Most of you might have watched or at least heard about the popular Netflix series ‘Queen’s Gambit’. This series had excellently captured the struggles of women in society and one of the best examples of gender bias.
PiCTURE CREDIT: PHIL BRAY/NETFLIX
We all know that society is biased for ages. Bias based on gender, race, age, socioeconomic status, etc have consciously or unconsciously been part of human thoughts and actions. In this modern society with the help of raising awareness, most of us are coming forward to fight against discrimination and prejudice that is affecting human decision-making.
But what about the decision-making done by intelligent systems and applications that are increasingly becoming an inevitable part of our lives?
These intelligent applications are built on data supplied by humans. When the bias is present in human thoughts and actions, there is no surprise that the intelligent applications that we are developing are inheriting this bias from us.

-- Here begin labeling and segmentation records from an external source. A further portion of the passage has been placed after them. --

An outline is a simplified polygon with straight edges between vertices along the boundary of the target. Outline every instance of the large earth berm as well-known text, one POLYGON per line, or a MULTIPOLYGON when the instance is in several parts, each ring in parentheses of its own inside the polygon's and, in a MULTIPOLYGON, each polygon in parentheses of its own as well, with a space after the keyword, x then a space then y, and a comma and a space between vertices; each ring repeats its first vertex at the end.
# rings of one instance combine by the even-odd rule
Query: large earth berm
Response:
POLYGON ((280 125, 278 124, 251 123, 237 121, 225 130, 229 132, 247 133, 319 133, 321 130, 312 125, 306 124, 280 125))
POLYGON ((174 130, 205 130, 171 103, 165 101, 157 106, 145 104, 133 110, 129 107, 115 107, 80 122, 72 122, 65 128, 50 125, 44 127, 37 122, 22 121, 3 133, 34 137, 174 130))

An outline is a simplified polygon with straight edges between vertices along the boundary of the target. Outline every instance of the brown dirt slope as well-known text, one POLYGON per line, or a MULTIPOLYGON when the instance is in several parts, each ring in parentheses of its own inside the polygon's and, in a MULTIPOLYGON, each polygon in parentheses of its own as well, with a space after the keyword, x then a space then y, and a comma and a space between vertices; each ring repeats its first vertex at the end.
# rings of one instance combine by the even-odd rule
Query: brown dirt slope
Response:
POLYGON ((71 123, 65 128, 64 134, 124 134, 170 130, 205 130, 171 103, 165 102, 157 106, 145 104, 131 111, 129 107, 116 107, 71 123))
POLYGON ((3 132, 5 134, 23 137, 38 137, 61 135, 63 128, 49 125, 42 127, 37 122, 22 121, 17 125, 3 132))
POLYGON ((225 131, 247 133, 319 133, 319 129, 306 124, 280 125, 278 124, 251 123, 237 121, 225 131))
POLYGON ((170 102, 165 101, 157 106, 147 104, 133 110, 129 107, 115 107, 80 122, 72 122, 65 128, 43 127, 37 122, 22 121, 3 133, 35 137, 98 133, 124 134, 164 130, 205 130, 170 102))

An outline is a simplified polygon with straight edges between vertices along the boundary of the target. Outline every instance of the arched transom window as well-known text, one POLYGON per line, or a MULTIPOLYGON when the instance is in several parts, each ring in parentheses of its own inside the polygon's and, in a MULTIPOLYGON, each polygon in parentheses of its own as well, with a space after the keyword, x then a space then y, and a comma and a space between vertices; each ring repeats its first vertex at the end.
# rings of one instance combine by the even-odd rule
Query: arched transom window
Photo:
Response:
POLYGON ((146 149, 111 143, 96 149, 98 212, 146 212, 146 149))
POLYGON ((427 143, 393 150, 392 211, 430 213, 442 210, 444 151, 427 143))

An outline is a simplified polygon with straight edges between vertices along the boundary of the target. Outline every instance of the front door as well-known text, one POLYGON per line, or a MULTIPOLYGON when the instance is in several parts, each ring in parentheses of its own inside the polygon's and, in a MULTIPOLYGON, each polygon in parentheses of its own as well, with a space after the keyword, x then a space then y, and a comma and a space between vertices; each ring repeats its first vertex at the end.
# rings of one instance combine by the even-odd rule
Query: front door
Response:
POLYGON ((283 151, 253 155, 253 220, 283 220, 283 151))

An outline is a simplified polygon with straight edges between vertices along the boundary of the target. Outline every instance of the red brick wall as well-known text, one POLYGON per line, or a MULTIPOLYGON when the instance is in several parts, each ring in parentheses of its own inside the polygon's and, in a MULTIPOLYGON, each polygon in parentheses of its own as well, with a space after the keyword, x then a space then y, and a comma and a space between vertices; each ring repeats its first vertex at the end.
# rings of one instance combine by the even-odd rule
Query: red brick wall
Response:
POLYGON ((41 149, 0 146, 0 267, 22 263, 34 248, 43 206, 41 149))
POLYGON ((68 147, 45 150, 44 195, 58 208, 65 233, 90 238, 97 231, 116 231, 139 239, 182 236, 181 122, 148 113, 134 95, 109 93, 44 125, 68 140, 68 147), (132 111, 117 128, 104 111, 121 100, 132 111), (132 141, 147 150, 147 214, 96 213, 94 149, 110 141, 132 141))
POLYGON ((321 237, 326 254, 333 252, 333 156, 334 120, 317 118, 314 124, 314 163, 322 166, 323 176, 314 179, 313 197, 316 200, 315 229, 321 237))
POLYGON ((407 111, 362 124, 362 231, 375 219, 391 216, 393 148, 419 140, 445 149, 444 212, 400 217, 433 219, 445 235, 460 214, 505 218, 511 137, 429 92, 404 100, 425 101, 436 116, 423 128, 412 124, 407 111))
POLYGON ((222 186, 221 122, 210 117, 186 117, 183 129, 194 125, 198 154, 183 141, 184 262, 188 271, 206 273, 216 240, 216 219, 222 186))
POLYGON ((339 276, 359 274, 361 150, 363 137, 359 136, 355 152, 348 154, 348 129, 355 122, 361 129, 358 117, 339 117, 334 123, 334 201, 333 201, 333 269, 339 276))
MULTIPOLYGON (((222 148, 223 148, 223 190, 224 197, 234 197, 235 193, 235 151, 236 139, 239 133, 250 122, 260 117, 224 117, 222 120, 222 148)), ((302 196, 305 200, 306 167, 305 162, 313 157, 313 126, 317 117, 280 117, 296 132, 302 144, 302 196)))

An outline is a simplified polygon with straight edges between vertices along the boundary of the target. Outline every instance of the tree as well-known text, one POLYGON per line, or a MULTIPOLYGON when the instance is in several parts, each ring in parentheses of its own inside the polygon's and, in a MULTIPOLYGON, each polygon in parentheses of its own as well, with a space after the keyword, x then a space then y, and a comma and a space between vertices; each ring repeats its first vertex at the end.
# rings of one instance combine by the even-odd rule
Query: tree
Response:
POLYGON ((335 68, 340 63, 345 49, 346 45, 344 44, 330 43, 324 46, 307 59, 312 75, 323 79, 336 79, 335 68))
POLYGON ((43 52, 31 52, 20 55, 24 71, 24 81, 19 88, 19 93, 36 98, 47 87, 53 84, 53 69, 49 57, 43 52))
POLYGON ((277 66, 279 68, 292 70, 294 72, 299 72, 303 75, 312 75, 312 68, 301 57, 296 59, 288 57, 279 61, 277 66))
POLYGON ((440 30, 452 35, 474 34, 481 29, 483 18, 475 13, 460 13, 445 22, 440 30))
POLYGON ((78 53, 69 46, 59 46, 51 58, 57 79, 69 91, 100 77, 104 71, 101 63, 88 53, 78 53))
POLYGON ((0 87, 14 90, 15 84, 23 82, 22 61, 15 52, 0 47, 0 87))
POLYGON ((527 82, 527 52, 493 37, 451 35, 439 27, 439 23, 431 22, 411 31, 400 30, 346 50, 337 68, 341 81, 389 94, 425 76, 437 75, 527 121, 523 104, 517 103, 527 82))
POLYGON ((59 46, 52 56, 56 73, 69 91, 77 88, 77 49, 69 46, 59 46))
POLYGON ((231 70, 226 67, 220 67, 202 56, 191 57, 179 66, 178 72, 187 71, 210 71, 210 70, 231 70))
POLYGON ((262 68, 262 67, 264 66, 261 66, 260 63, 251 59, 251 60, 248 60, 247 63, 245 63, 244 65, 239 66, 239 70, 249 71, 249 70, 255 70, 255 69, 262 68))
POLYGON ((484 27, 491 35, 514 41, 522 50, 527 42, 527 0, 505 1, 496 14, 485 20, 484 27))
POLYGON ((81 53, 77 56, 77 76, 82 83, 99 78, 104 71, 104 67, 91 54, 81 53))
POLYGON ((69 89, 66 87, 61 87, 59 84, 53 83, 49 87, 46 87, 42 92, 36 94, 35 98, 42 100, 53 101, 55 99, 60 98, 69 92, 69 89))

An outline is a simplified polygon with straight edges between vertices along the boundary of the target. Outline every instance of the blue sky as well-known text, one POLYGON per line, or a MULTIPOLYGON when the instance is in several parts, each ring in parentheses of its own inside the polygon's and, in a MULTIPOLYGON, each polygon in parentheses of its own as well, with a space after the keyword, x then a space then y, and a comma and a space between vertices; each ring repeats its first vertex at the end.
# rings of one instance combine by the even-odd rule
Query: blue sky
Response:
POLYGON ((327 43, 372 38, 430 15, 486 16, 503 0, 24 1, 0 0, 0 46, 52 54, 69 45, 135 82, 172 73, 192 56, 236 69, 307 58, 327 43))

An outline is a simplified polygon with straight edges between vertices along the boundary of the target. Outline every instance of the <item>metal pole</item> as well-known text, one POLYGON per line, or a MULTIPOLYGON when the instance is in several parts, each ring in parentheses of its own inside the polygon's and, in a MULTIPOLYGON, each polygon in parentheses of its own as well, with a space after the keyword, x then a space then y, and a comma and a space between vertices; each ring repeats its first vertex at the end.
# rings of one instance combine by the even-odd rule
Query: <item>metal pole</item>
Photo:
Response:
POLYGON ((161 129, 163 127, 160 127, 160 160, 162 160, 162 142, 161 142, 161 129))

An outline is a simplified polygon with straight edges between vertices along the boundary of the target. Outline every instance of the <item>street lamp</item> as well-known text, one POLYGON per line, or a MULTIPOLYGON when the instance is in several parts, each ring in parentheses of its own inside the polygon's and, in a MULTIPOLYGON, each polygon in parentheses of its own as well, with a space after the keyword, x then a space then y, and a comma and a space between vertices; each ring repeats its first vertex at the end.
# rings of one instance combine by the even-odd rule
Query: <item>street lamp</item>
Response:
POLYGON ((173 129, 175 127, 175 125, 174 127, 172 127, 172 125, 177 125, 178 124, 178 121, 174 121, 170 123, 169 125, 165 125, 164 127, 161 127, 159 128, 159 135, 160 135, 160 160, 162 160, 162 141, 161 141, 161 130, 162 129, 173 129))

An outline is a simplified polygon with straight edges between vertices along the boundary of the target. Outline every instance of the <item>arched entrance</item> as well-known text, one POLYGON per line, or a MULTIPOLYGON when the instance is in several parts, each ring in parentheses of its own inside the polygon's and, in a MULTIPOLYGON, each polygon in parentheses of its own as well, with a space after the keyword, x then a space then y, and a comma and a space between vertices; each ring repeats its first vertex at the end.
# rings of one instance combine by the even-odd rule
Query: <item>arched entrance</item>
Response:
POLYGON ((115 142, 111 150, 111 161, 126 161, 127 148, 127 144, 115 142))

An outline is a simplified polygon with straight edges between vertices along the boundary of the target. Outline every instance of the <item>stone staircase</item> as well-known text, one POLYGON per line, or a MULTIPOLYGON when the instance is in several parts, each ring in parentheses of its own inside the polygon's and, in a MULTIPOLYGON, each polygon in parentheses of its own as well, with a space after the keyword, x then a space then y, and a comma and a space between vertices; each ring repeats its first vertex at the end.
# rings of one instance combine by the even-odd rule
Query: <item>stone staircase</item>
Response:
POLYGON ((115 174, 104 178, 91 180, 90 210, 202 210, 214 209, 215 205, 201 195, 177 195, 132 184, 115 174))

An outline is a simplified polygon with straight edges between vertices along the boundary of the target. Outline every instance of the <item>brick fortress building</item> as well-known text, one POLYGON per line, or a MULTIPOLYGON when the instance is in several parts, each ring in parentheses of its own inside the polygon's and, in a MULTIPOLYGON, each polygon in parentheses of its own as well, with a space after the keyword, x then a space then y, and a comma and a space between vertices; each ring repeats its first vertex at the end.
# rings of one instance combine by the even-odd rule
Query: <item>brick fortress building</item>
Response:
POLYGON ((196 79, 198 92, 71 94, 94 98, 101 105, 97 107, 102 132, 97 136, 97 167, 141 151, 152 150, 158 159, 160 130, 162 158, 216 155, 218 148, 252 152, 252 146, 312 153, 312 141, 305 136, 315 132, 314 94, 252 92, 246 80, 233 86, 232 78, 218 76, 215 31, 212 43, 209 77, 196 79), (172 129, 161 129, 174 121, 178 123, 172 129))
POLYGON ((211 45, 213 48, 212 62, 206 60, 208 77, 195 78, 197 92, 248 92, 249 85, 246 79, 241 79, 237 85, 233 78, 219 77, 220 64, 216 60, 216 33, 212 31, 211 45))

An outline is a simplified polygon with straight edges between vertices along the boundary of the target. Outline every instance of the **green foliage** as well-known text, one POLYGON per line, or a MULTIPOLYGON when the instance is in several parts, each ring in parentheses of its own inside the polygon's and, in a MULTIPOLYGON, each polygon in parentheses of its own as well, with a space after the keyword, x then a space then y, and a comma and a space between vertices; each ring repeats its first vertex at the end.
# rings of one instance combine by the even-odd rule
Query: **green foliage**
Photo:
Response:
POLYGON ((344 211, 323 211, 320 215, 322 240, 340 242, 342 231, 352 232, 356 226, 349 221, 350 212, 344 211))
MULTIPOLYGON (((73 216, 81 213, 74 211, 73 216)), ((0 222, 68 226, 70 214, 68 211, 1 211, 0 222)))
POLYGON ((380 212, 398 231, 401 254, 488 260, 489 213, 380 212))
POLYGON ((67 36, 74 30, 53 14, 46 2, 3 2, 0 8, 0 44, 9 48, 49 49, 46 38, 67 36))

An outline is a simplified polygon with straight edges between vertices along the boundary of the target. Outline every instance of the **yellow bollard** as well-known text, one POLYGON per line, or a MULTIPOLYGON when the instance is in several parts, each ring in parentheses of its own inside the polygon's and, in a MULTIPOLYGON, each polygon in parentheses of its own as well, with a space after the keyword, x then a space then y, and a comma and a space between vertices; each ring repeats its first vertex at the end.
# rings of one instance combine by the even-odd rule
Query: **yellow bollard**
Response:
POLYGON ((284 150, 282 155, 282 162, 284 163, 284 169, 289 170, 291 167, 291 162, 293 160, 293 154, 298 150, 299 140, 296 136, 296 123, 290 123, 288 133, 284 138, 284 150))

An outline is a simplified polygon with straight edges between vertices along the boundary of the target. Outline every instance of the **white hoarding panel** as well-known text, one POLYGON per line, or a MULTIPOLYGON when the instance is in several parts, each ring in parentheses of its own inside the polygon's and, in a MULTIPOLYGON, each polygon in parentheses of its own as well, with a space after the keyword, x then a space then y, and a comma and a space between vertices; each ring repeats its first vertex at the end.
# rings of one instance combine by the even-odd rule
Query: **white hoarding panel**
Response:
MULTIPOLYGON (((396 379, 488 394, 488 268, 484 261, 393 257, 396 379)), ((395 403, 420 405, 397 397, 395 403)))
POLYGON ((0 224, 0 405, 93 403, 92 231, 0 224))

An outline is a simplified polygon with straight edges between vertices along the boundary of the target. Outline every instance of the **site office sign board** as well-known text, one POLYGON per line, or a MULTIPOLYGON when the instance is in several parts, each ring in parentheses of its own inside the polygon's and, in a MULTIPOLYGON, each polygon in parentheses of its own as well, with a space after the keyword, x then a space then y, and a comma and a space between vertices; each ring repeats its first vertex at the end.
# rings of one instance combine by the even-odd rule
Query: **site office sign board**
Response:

Consider an NLP application fills a sentence as ‘Father is to doctor as a mother is to nurse’.
The above NLP example is directly linked to the gender inequality present in society.
Consider more examples:
Why did one of the popular AI-based recruitment software biased against women applicants?
Why did Siri and Alexa show gender bias initially?
There are many reports that a lot of image processing applications fail to recognize women, especially dark-skinned women.
Why did the AI-based decision support application fail to identify criminals belonging to a particular race?
Why is this bias in the output given by these ML/AI applications?
Because the Machine Learning / AI applications that we design learn from the data that we feed to them. The data we feed contains the prejudices and inequalities that exist in the human world consciously or unconsciously.
We are in the race to build smart cities, smart buildings using the advancements in technology. What happens when an automatic door opener in your office fails to recognize a person based on his/her skin color?
As Data Scientists/ Data Analysts/Machine Learning Engineers and AI practitioners, we know that if our data sample does not represent the whole population, then our results are not statistically significant. Which means that we do not get accurate results.
Machine Learning models built on such data would perform worse on underrepresented data.
Picture source: https://link.springer.com/article/10.1007/s13555-020-00372-0
Consider an example from one of the critical domains, Healthcare, where data bias would result in devastating results.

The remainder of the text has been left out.